I have said that religion in the States is rowdy. By that I mean to imply that it seems to me to be divested of that reverential order and strictness of rule which, according to our ideas, should be attached to matters of religion. One hardly knows where the affairs of this world end, or where those of the next begin. When the holy men were had in at the lecture, were they doing stage-work or church-work? On hearing sermons, one is often driven to ask one's self whether the discourse from the pulpit be in its nature political or religious. I heard an Episcopalian Protestant clergyman talk of the scoffing nations of Europe, because at that moment he was angry with England and France about Slidell and Mason. I have heard a chapter of the Bible read in Congress at the desire of a member, and very badly read. After which the chapter itself and the reading of it became a subject of debate, partly jocose and partly acrimonious. It is a common thing for a clergyman to change his profession and follow any other pursuit. Iknow two or three gentlemen who were once in that line of life, but have since gone into other trades. There is, I think, an unexpressed determination on the part of the people to abandon all reverence, and to regard religion from an altogether worldly point of view. They are willing to have religion, as they are willing to have laws; but they choose to make it for themselves. They do not object to pay for it, but they like to have the handling of the article for which they pay. As the descendants of Puritans and other godly Protestants, they will submit to religious teaching, but as republicans they will have no priestcraft. The French at their revolution had the latter feeling without the former, and were therefore consistent with themselves in abolishing all worship. The Americans desire to do the same thing politically, but infidelity has had no charms for them. They say their prayers, and then seem to apologize for doing so, as though it were hardly the act of a free and enlightened citizen, justified in ruling himself as he pleases. All this to me is rowdy. I know no other word by which I can so well describe it.

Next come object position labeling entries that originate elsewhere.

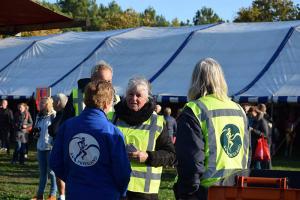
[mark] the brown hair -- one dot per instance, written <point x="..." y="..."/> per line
<point x="98" y="93"/>
<point x="49" y="105"/>
<point x="208" y="78"/>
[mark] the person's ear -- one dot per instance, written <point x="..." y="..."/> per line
<point x="107" y="106"/>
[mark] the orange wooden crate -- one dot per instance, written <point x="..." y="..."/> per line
<point x="242" y="192"/>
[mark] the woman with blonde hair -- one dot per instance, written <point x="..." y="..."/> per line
<point x="44" y="147"/>
<point x="22" y="126"/>
<point x="212" y="142"/>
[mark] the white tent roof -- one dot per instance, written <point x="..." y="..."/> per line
<point x="260" y="60"/>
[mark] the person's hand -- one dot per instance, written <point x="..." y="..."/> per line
<point x="138" y="156"/>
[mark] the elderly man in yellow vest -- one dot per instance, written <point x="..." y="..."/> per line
<point x="212" y="144"/>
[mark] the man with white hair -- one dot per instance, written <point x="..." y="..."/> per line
<point x="102" y="71"/>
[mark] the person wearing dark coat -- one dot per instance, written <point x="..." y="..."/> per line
<point x="258" y="129"/>
<point x="6" y="125"/>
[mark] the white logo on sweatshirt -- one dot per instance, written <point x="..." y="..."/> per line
<point x="84" y="150"/>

Nevertheless the nation is religious in its tendencies, and prone to acknowledge the goodness of God in all things. A man there is expected to belong to some church, and is not, I think, well looked on if he profess that he belongs to none. He may be a Swedenborgian, a Quaker, a Muggletonian,--anything will do, But it is expected of him that he shall place himself under some flag, and do his share in supporting the flag to which he belongs. This duty is, I think, generally fulfilled.